The vote could now be delayed as late as 21 January, it has been suggested. Last week, the Archbishop of Canterbury told the House of Lords that “the great decisions are now left firmly in the hands of Parliament, as is right” (News, 7 December).

Bishop Baines said the decision to delay the vote merely “puts off the evil day.

“It is evidence of something deeper here — that the Prime Minister thinks she can get deeper leverage from Brussels. But they haven’t budged — it is just desperate.

“No one knows what will happen next. I can’t see what can happen, other than the same deal as before. There could be a coup before Christmas; she could be bold and call for a second referendum; or she could call a general election, but both of those things would need Parliament to vote for them.”

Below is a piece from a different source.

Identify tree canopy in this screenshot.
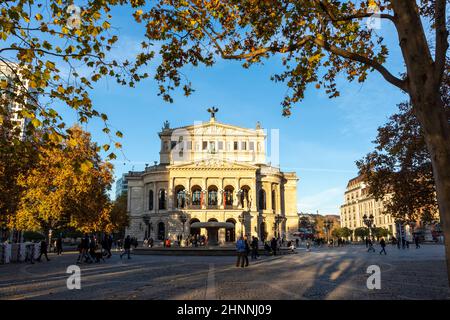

He went on: “The one thing that is pretty strong across the Commons and the Lords is that there can’t be no deal.” However, “anything is possible. We have a very, very divided country — everyone feels betrayed.”

In the run up to Christmas, he said: “Clergy need to be thinking about how they can develop a narrative of reconciliation. They can’t just pretend that there aren’t divisions.”

The Bishop of St Albans, Dr Alan Smith, said on Tuesday that he did not think that a second referendum would solve anything.

“Part of the difficulty is, following the referendum it is become clearer and clearer that what looked like a simple choice has been interpreted in many different ways.

“Nobody is happy now, and there is no consensus as to the way forward. She [Mrs May] is in a very difficult position. The language she has carefully chosen is that she is [going to Brussels] looking for ‘assurances’. It is unclear whether the Prime Minister is going to get more concessions or simply clarification.”

Dr Smith said that he had been planning to support the Prime Minister’s deal “in broad terms — because it is bound to involve some sort of compromise: as with all divorces, the problem is that neither side walks away happy.”

He went on: “Every week we should be praying for our politicians and for Parliament: praying for divine wisdom. We also know that prayer makes us ask questions about ourselves: our prayer should be examining our own agendas and offering ourselves rather than expect to be winning on everything.

“We need to have a realistic view that there will be other people wanting to get things out of this, and it will mean compromise.”

The Bishop of Chester, Dr Peter Forster, said on Tuesday: “I hope that modifications, in some form, can be achieved, which will enable the proposed deal to go forward.

“Given the 52-48 split in the Referendum, a fairly soft Brexit seems to me to be the right way forward, if it can be enacted in a principled way.”

The Bishop of Oxford, Dr Steven Croft, posted an open letter to politicians warning against four temptations over Brexit on Sunday.

He wrote that MPs and peers should avoid being “shaped by self-interest and personal ambition”, “swayed by narrow party interest and the pursuit (or retention) of power in the short term”, tempted by nostalgia — “a romantic attachment to the past”, and tempted “to hold on to an ideal which is no longer tenable”.

After the Prime Minister’s announcement, Labour suggested that they would table a motion of no confidence in Mrs May if she did not come back from her round of diplomacy with any further concessions. The party was planning to hold an emergency debate in the House of Commons on Tuesday afternoon.